Et si elle ne dormait pas ?, pensa-t-il, inquiet. Orion déglutit et pressa son oreille animale contre la porte. De l'intérieur de la pièce résonnait seulement une respiration régulière et calme, de temps en temps accompagnée de petits soupirs. Il entra en se refusant de douter un instant de plus. Céleste n'avait pas éteint le feu dans sa cheminée et la pièce aux odeurs florales était bercée d'une lumière délicieusement chaleureuse. Orion avança doucement jusqu'au lit à baldaquin, faisant attention de n'émettre pas le moindre bruit.

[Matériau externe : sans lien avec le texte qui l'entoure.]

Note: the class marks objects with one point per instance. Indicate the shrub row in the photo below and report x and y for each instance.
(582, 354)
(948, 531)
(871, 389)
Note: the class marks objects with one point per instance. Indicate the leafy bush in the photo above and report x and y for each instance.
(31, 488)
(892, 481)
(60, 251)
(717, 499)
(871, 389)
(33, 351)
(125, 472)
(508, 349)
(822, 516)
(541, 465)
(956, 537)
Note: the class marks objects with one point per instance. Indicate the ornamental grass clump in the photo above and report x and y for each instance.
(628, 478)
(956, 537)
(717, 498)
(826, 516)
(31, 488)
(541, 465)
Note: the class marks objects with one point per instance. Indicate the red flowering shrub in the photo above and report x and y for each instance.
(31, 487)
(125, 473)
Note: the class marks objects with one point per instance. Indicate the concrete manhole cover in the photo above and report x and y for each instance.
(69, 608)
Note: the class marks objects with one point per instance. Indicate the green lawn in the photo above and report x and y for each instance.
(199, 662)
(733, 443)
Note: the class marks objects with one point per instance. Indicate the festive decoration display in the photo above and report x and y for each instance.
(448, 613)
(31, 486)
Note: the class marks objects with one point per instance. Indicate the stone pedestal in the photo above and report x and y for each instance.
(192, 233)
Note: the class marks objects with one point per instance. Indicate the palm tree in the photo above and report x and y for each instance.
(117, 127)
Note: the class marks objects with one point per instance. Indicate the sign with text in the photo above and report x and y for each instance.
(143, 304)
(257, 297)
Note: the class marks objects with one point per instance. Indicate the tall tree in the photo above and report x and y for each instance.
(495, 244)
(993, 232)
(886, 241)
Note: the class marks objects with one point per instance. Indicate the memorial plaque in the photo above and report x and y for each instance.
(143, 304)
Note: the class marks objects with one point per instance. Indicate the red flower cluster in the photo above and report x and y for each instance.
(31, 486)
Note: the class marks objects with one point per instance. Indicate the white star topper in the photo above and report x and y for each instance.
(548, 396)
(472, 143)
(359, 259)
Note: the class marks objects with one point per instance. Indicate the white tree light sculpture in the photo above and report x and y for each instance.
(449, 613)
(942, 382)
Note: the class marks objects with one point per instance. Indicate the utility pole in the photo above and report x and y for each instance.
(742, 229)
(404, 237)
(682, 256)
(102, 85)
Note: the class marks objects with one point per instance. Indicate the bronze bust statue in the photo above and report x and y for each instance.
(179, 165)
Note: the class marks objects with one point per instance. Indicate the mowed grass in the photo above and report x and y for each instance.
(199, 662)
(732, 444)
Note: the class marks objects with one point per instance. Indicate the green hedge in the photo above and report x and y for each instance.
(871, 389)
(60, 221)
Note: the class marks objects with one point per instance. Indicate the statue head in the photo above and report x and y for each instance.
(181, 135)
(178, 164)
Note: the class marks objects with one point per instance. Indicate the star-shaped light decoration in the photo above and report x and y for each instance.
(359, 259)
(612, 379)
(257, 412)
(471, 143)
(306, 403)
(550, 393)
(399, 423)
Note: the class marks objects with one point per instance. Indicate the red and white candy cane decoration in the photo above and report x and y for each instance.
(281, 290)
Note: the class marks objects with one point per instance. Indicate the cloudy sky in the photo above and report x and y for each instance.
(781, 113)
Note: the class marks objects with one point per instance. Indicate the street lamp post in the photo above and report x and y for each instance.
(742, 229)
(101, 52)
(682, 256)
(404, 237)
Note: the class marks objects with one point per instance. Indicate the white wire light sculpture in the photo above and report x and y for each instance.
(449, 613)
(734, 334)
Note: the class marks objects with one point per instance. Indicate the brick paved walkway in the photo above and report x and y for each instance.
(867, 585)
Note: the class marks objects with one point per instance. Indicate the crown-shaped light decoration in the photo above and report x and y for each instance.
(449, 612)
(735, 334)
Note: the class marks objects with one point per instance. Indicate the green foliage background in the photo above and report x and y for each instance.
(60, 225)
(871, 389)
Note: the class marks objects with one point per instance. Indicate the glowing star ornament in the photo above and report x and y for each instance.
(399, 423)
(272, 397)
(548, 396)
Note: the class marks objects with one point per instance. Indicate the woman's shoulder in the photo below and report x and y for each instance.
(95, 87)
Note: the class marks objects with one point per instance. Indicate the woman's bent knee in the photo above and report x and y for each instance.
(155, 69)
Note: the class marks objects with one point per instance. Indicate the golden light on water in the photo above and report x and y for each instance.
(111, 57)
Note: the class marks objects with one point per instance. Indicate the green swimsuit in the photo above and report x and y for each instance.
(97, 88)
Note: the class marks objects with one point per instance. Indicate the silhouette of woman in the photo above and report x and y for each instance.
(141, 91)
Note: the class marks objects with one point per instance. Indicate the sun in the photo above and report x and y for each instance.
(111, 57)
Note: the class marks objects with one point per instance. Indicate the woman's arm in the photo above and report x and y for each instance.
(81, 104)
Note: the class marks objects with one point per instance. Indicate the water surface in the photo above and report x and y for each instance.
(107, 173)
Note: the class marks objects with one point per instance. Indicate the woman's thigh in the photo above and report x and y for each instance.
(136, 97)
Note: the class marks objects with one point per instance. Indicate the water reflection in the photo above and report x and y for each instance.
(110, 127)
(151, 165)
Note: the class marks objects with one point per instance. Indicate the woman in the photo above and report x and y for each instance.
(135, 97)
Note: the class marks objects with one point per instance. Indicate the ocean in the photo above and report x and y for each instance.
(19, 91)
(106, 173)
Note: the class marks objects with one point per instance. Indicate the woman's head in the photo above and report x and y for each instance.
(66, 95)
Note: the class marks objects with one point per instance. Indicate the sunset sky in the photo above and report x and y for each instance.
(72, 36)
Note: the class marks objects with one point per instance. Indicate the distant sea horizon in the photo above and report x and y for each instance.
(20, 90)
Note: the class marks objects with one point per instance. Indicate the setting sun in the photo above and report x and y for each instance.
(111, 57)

Il posa ses yeux sur Céleste : ses boucles étaient en batailles, ses cils formaient des demi-lunes sur ses joues et papillonnaient de temps à autre. Ses mains, allongées sur le duvet, bougeaient de temps à autre. Orion s'assit au sol et allongea sa tête sur le lit, assez confortablement pour ne pas se tordre le cou tout en continuant à observer la jeune femme en silence.

Ce n'est rien qu'une petite paysanne, se répétait-il sans arrêt, ni belle, ni intelligente.

Pourtant, le roi aux allures de bête resta toute la nuit aux côtés de la jeune femme dans la plus haute tourelle du château : mais dès que l'astre solaire pointa ses rayons à l'horizon, dès qu'il se sentit reprendre forme humaine, il se retira sans un bruit, se jurant de ne plus jamais recommencer manœuvre pareil.

Seulement n'avait-il pas remarqué, pendant un court instant de somnolence, que Céleste n'avait pas seulement papillonné des yeux mais les avait ouverts, découvrant avec une stupeur silencieuse, Orion à ses côtés.